The European Union’s Article 7 procedures currently under way against Hungary and Poland should be upheld until issues around the rule of law in those countries are resolved, Didier Reynders, EU Commissioner for Justice, told the European Parliament’s Committee on Civil Liberties, Justice, and Home Affairs (LIBE), in Brussels late on Monday.
Reynders said, however, that he hoped the governments of the two countries would give consideration to finding a solution to outstanding issues.
Helena Dalli, Commissioner for Equality, referring to a Hungarian bill on stipulating that fathers must be male and mothers female, called on Hungary to observe international law regarding the family.
Balázs Hidvéghi, MEP of Hungary’s ruling Fidesz, told MTI that Monday’s session had been “the usual, one-sided performance” by left-liberal MEPs, who “regularly attack Hungary”. He insisted that the Article 7 procedure was politically motivated, and “entirely based on lies”. “Expropriating the rule of law for political purposes will undermine trust between member states and seriously impact EU unity,” he said.
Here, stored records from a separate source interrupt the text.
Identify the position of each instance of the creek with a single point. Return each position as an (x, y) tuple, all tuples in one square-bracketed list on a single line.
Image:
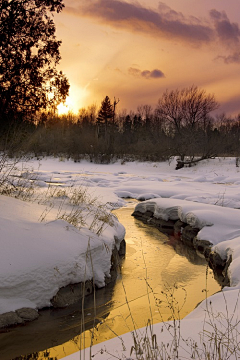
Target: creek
[(159, 276)]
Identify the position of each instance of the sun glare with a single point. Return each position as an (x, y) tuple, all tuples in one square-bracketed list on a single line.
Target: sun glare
[(66, 107), (74, 101)]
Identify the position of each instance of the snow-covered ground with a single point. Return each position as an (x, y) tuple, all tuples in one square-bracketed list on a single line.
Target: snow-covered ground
[(39, 257)]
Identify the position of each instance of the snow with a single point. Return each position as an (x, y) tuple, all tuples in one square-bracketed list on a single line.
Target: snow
[(37, 258)]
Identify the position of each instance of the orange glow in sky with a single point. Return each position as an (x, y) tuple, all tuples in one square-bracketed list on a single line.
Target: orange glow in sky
[(135, 50)]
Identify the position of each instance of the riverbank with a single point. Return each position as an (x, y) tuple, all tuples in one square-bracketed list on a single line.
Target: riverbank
[(215, 182)]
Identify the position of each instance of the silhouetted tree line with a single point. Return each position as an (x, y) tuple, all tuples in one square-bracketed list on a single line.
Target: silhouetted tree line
[(180, 125), (31, 87)]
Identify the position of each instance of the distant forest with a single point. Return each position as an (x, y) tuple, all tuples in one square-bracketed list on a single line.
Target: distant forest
[(180, 125), (31, 88)]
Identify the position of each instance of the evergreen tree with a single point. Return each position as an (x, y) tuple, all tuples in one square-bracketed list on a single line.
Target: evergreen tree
[(105, 114)]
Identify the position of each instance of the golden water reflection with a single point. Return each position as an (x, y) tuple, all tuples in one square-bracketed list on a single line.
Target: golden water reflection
[(156, 270)]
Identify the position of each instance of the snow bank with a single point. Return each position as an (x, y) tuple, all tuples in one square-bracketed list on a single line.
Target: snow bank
[(39, 258), (216, 223)]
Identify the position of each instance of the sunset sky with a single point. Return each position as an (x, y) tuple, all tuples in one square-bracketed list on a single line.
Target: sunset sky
[(135, 50)]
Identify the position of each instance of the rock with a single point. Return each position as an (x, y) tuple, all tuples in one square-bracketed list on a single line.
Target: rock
[(10, 318), (122, 248), (202, 246), (178, 227), (71, 294), (27, 314), (188, 234)]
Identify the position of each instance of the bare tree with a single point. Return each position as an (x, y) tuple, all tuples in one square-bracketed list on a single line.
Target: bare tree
[(186, 115)]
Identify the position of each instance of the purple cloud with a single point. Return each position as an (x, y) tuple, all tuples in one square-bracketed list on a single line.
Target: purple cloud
[(230, 59), (163, 21), (226, 31), (147, 74)]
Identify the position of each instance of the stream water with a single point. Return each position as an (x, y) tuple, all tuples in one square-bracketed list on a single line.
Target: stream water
[(157, 271)]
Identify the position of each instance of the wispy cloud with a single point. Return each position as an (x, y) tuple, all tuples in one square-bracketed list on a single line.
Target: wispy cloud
[(164, 22), (147, 74)]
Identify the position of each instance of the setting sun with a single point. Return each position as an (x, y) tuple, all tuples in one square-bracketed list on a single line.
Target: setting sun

Concerning family law, Hidvéghi said such regulations were exclusively a national competence, adding it was “absurd” that the issue had been put on the committee’s agenda. “Using the rule of law as an excuse, they are seeking to prescribe what we should think about families, marriages, or raising children,” he said.
Anna Donáth, MEP of the Hungarian opposition Momentum Movement, said accused the Hungarian government of “deliberately undermining human rights”. She said that the draft constitutional amendment concerning sexual minorities served a political purpose to “divert attention from another proposal concerning public funds”.